Someone help me... im scared my P's arent gonna eat anything but feeders.


----------



## Ex0dus (Jun 29, 2005)

You need to train them to take the food. Dont feed them for 2 days. Drop a piece of shrimp on day 3. Leave it in for 15mins MAX. If they didnt touch it in that 15mins, take it out, throw it away and try again the next day. Your babys wont starve themselves. My guys go nuts over shrimp. Good luck man


----------



## Derek4real (Sep 10, 2005)

im gonna try that Exodus....

especially cause i think that my water params lately have been due to everfeeding. Thanks


----------



## Ex0dus (Jun 29, 2005)

Derek4real said:


> im gonna try that Exodus....
> 
> especially cause i think that my water params lately have been due to everfeeding. Thanks


You're more than welcome. Indeed, leaving decaying food in overnight can and will wreck havoc on your params. You might want to check out some other foods that your carribes will 'learn' to love.

shrimp
catfish
talapia
smelt - DIRT DIRT cheap (this and shrimp are staple for my fish)
silversides

I usually to rotate in some other kind of meat every so often,. but the above are what i keep most often in the freezer for dinner.


----------



## Derek4real (Sep 10, 2005)

i guess i have to " train ' them to eat these. like i said.. Ive tried the shrimp and tilapia.. gotta try harder i guess.

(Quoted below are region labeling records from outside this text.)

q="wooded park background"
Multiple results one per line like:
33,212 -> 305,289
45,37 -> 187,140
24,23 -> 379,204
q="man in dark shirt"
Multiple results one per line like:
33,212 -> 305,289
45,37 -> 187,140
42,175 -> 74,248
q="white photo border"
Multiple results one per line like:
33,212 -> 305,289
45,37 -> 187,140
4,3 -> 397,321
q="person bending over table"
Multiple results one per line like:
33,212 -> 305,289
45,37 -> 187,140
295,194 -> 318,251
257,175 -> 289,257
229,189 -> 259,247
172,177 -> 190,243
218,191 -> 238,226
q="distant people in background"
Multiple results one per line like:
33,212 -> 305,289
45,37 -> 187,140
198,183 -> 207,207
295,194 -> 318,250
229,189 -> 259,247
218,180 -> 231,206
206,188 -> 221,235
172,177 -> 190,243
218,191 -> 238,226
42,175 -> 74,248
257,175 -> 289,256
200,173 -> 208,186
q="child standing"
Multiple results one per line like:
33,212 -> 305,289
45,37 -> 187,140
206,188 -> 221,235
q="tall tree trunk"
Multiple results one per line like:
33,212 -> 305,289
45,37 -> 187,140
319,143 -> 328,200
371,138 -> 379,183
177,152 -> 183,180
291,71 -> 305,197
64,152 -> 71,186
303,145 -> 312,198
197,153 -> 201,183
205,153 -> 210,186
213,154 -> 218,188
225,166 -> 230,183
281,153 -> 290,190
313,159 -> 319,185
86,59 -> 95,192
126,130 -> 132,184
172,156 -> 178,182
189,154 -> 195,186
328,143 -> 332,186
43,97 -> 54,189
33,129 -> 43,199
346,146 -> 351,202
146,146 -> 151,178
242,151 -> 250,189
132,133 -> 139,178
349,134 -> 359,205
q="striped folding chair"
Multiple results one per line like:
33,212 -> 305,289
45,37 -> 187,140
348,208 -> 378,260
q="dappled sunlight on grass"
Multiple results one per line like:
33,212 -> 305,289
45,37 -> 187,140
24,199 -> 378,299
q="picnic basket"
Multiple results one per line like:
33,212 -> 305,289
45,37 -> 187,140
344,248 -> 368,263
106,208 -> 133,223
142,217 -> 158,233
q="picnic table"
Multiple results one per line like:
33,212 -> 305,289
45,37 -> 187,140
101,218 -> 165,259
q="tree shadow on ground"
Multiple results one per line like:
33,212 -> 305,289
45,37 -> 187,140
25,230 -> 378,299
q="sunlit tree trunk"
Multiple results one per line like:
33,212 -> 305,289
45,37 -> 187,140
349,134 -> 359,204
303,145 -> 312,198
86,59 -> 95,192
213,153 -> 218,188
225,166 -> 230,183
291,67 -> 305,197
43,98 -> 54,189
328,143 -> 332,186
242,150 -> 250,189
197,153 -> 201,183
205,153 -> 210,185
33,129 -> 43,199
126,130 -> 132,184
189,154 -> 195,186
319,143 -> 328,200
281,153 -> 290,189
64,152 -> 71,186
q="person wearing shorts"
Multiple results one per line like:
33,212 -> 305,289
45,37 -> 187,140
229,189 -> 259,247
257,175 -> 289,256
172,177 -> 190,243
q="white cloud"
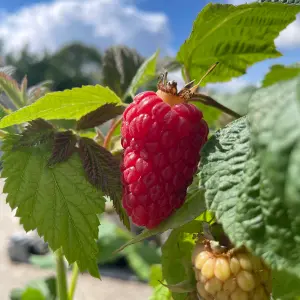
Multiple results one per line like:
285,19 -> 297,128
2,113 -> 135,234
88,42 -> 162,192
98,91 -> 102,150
0,0 -> 171,55
275,15 -> 300,49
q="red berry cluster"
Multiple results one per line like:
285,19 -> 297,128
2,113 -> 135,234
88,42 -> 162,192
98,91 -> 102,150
121,92 -> 208,229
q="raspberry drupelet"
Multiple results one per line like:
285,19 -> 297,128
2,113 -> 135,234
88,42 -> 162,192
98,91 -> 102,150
121,74 -> 208,229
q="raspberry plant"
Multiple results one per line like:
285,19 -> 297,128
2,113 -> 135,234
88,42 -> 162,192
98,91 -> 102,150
0,0 -> 300,300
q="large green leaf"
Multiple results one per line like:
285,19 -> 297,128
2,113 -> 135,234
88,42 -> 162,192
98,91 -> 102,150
1,136 -> 104,277
199,117 -> 300,288
0,85 -> 121,128
262,64 -> 300,87
210,86 -> 258,116
102,46 -> 144,97
249,77 -> 300,208
177,3 -> 300,85
117,186 -> 205,252
126,51 -> 158,98
162,217 -> 202,300
192,102 -> 222,128
10,277 -> 57,300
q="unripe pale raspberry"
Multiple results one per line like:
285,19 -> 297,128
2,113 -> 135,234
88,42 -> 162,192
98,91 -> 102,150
121,77 -> 208,229
192,241 -> 271,300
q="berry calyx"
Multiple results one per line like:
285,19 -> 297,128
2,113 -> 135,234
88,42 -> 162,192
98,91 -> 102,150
192,240 -> 271,300
121,77 -> 208,228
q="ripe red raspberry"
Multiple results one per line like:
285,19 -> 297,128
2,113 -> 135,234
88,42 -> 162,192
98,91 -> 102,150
121,76 -> 208,228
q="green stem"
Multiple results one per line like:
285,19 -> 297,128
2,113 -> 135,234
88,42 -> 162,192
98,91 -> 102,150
69,262 -> 79,300
184,68 -> 241,118
55,248 -> 68,300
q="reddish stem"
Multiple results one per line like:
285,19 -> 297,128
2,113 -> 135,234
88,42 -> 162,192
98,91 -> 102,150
103,118 -> 122,149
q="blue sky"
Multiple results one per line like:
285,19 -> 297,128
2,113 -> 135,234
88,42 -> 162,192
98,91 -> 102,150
0,0 -> 300,90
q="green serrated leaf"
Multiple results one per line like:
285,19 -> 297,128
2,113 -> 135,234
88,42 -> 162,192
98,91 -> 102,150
125,51 -> 159,98
149,264 -> 163,287
149,284 -> 172,300
0,72 -> 23,108
1,135 -> 104,277
76,103 -> 125,130
48,130 -> 77,166
116,189 -> 205,252
79,137 -> 130,230
0,84 -> 121,128
14,119 -> 54,149
162,216 -> 204,300
199,117 -> 300,275
262,65 -> 300,87
79,137 -> 122,201
21,287 -> 47,300
177,3 -> 300,86
249,77 -> 300,208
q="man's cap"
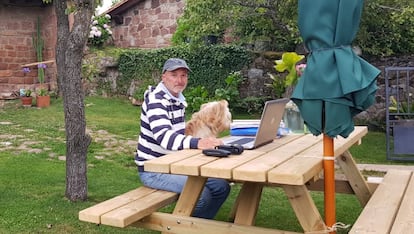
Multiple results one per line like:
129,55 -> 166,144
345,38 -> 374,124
162,58 -> 191,73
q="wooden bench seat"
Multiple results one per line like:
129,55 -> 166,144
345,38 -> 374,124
79,186 -> 178,227
349,170 -> 414,233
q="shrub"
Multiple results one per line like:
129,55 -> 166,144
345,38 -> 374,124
88,14 -> 112,47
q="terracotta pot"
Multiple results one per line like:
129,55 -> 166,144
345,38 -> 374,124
20,97 -> 33,107
36,96 -> 50,108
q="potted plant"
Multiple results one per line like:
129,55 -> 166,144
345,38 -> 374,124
388,93 -> 414,154
20,89 -> 33,107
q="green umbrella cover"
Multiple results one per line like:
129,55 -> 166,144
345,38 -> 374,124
292,0 -> 380,138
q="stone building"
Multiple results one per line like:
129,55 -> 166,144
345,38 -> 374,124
0,0 -> 185,99
0,0 -> 57,98
104,0 -> 185,48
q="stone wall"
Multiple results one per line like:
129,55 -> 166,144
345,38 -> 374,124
85,53 -> 414,129
240,54 -> 414,129
108,0 -> 185,48
0,4 -> 56,98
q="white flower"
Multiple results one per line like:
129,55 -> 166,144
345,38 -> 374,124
95,31 -> 102,37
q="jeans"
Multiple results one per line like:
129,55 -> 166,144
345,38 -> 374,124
139,169 -> 230,219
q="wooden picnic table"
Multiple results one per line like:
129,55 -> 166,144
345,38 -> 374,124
133,126 -> 372,233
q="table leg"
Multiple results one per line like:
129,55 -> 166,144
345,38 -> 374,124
173,176 -> 207,216
281,185 -> 326,232
337,151 -> 373,206
234,182 -> 263,226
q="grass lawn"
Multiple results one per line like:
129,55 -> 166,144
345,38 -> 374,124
0,97 -> 410,233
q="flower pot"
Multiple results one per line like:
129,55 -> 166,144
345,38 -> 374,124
20,97 -> 33,107
36,96 -> 50,108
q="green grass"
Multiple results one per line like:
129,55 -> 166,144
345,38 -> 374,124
0,97 -> 407,233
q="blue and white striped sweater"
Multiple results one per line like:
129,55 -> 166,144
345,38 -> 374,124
135,82 -> 198,166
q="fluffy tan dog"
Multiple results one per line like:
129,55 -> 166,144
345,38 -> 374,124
185,100 -> 231,138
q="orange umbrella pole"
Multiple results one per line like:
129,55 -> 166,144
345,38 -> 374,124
323,134 -> 336,233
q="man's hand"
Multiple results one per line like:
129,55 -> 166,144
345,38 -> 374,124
197,137 -> 223,149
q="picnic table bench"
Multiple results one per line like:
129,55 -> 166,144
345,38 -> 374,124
79,127 -> 414,234
350,169 -> 414,234
79,186 -> 178,228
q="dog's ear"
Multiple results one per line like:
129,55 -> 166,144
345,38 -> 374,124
184,121 -> 194,135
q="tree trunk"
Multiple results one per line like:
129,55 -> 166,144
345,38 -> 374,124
53,0 -> 95,201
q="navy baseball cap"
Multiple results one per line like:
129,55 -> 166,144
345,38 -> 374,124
162,58 -> 191,73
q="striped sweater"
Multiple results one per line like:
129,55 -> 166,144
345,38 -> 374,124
135,82 -> 199,166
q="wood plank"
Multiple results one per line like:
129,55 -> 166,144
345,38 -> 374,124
349,169 -> 411,233
200,134 -> 303,180
268,155 -> 323,185
144,149 -> 201,173
200,150 -> 263,180
101,190 -> 178,228
234,182 -> 263,226
20,59 -> 55,67
233,134 -> 322,182
391,171 -> 414,234
173,176 -> 207,216
306,177 -> 378,194
281,185 -> 326,233
268,127 -> 368,185
132,212 -> 298,234
334,126 -> 368,157
337,151 -> 374,206
79,186 -> 157,223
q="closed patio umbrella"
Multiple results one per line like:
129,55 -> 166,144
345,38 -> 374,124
292,0 -> 380,230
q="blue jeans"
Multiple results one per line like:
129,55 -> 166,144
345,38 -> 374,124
139,169 -> 230,219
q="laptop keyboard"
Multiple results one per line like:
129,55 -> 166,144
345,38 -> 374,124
228,137 -> 254,145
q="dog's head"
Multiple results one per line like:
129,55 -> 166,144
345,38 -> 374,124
186,100 -> 231,137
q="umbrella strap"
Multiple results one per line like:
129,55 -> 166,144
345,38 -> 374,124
309,45 -> 352,53
305,222 -> 351,234
301,155 -> 336,161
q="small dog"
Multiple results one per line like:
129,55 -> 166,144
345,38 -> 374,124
185,100 -> 231,138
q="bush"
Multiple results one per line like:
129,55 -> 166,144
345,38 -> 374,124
88,14 -> 112,47
117,45 -> 253,95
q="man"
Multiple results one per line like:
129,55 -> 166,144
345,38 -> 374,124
135,58 -> 230,219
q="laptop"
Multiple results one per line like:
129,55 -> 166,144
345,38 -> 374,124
223,98 -> 289,149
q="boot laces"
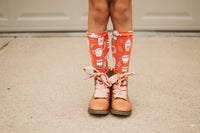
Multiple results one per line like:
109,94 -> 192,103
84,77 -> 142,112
83,67 -> 112,98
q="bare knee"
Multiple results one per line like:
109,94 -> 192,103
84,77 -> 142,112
92,0 -> 109,23
111,0 -> 131,22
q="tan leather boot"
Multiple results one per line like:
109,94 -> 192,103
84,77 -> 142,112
85,68 -> 112,115
110,71 -> 135,116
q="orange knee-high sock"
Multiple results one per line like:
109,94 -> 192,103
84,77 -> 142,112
112,30 -> 133,72
86,31 -> 109,71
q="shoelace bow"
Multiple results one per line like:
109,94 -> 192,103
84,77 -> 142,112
83,67 -> 112,98
109,72 -> 135,99
83,67 -> 135,99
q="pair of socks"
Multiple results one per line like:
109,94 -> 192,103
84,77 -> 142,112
86,30 -> 133,72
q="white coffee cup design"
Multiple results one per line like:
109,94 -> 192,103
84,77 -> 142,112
89,33 -> 99,38
113,57 -> 116,67
122,55 -> 129,64
98,37 -> 104,46
96,59 -> 103,68
122,67 -> 128,72
125,39 -> 131,52
94,48 -> 103,57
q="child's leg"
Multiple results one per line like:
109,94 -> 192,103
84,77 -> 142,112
88,0 -> 109,33
110,0 -> 134,115
87,0 -> 109,71
110,0 -> 133,72
110,0 -> 133,32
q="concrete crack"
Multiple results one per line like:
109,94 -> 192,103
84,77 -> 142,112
0,38 -> 16,51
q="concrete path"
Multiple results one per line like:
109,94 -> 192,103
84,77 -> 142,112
0,37 -> 200,133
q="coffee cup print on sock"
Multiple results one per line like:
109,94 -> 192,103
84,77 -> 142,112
98,37 -> 104,46
113,57 -> 116,68
94,48 -> 103,57
122,67 -> 128,72
125,39 -> 131,52
96,59 -> 103,69
112,36 -> 117,43
122,55 -> 129,64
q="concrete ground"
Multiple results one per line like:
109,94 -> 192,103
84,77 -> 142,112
0,37 -> 200,133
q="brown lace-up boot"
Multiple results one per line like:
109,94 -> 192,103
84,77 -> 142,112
111,71 -> 134,116
85,68 -> 112,115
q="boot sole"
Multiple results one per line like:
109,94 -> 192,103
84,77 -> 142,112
88,108 -> 110,115
111,110 -> 132,116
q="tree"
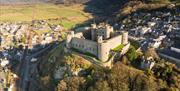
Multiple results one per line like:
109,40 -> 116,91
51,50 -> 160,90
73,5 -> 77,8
122,55 -> 129,64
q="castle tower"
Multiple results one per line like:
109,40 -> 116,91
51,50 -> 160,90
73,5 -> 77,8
98,43 -> 110,62
105,24 -> 113,39
91,24 -> 97,40
122,32 -> 128,44
66,31 -> 74,48
97,36 -> 103,43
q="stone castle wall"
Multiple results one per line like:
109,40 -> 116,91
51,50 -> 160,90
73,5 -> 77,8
70,37 -> 98,56
66,24 -> 128,62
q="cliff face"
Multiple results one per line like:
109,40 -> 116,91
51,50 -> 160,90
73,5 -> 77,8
0,0 -> 89,4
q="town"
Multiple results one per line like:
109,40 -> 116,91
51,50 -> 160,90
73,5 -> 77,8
0,0 -> 180,91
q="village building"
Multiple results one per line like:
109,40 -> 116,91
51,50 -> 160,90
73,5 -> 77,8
66,24 -> 128,62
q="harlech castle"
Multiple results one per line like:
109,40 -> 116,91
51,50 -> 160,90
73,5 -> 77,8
66,23 -> 128,62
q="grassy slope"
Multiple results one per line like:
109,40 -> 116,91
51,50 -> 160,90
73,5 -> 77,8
0,3 -> 91,28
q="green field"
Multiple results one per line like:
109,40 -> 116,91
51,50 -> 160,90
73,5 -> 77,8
0,4 -> 91,28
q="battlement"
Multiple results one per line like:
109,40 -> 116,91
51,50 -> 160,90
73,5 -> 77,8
66,24 -> 128,62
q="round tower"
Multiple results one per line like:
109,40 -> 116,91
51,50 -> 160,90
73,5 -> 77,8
98,43 -> 109,62
122,32 -> 128,44
66,31 -> 74,48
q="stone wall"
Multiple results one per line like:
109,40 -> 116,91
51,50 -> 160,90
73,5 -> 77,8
71,37 -> 98,56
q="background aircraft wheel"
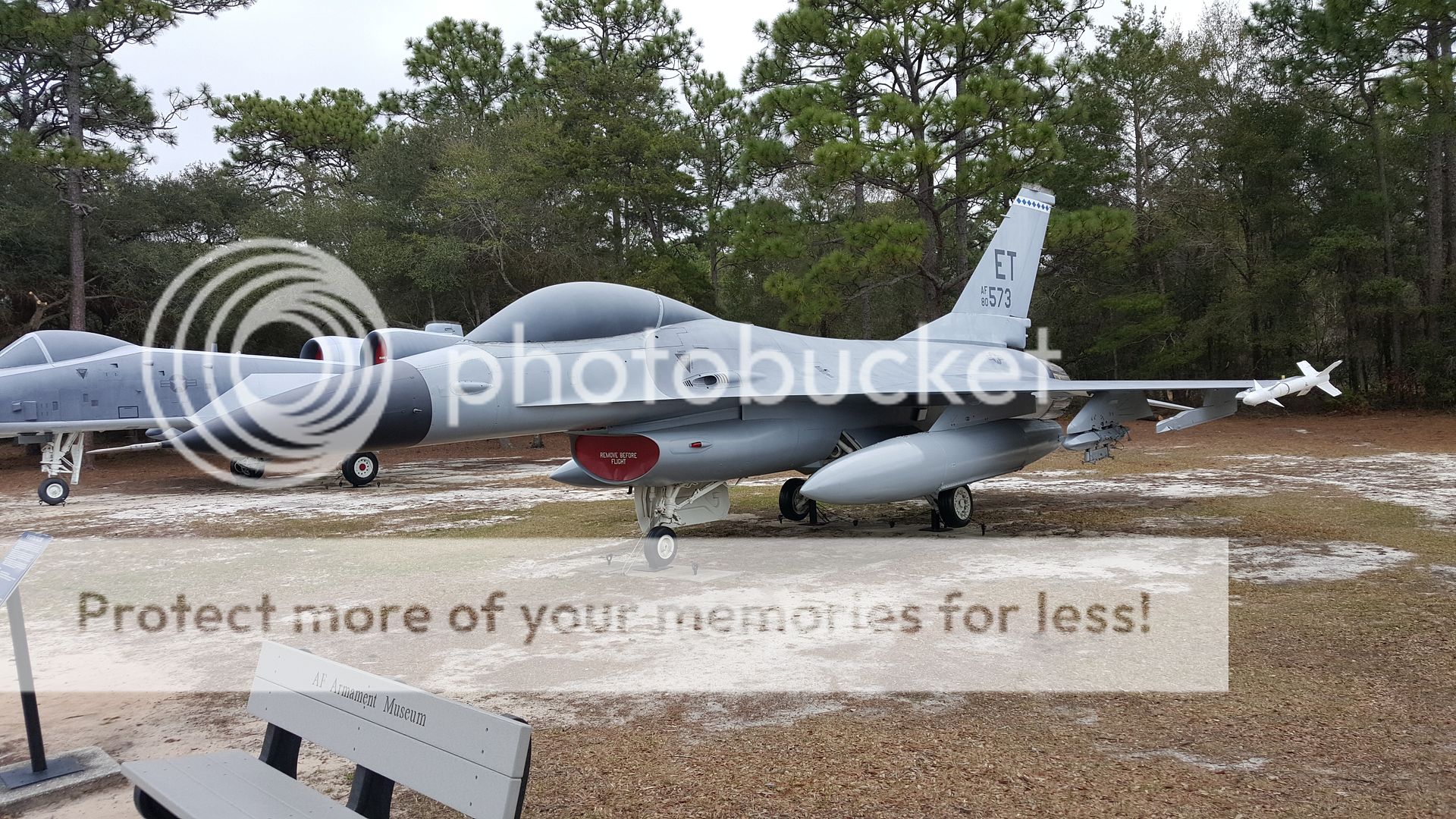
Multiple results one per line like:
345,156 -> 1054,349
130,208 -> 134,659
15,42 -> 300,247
344,452 -> 378,487
642,526 -> 677,568
935,485 -> 975,529
779,478 -> 814,520
35,478 -> 71,506
228,460 -> 264,481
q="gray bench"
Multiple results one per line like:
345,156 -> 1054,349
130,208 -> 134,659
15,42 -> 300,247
121,642 -> 532,819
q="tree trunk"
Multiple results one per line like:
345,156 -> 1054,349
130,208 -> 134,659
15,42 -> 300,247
1426,22 -> 1447,341
65,29 -> 86,329
1432,22 -> 1456,322
1360,84 -> 1395,277
954,3 -> 971,281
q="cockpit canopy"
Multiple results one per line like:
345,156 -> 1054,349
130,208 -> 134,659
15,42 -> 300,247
466,281 -> 714,343
0,329 -> 131,369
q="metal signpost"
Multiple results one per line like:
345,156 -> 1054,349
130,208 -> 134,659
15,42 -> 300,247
0,532 -> 83,790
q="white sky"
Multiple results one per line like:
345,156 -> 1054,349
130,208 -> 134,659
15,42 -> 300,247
117,0 -> 1222,174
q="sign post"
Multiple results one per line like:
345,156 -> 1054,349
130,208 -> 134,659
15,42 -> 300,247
0,532 -> 83,790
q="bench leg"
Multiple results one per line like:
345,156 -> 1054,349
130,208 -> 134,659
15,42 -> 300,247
348,765 -> 394,819
131,789 -> 177,819
258,723 -> 303,780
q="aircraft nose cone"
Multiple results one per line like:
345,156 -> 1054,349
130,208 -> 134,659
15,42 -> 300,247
171,362 -> 434,457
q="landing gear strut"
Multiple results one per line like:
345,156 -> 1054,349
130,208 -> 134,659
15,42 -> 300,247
642,526 -> 677,568
632,481 -> 728,570
779,478 -> 818,522
930,485 -> 986,535
344,452 -> 378,487
35,433 -> 86,506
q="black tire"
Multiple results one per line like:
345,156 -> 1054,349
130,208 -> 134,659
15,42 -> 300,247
344,452 -> 378,487
35,478 -> 71,506
779,478 -> 814,520
228,460 -> 264,481
935,485 -> 975,529
642,526 -> 677,568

also i'm having the worst time trying to find some smelt in toronto right now. Stores keep telling me they don't carry it now cause they're seasonal . i dunno


----------



## Ex0dus (Jun 29, 2005)

Around these parts I 'think' I can get frozen smelt year round. Call around to the major groceries in your area and ask em if they have frozen smelt on hand. I pay anywhere from 1.99 for a lb to @ 3.99 for a 5lb bag. All it takes is some patience and your gonna be golden. In a few days you will have your serra eating shrimp outta your hands man!!


----------



## JFK (Sep 2, 2005)

Tried my Reds with scallops and they wouldn't touch them either. They'll take most things but just turned their nose up at scallops.

JFK


----------



## andrew.burd (Oct 17, 2005)

odd...my P's are little pigs.. they eat beefheart, feeders, bloodworms, raw beef, raw turkey.. they even had raw bison once.. stuff doesn't last very long at all in their tank.. the little one even goes after goldfish flakes.


----------



## BASSFISHERMAN (Feb 22, 2004)

Derek4real said:


> also i'm having the worst time trying to find some smelt in toronto right now. Stores keep telling me they don't carry it now cause they're seasonal . i dunno


I've seen it at Sobeys by Bathurst/Rutherford


----------



## boontje (Mar 27, 2005)

well, take uneaten food out within one hour. bad water = stress = loss of apetite

what size are your p's?


----------



## Derek4real (Sep 10, 2005)

They're around 6".

I'll have to try the Sobey's in scarborough


----------



## Donq8 (Oct 16, 2005)

Sounds interestin


----------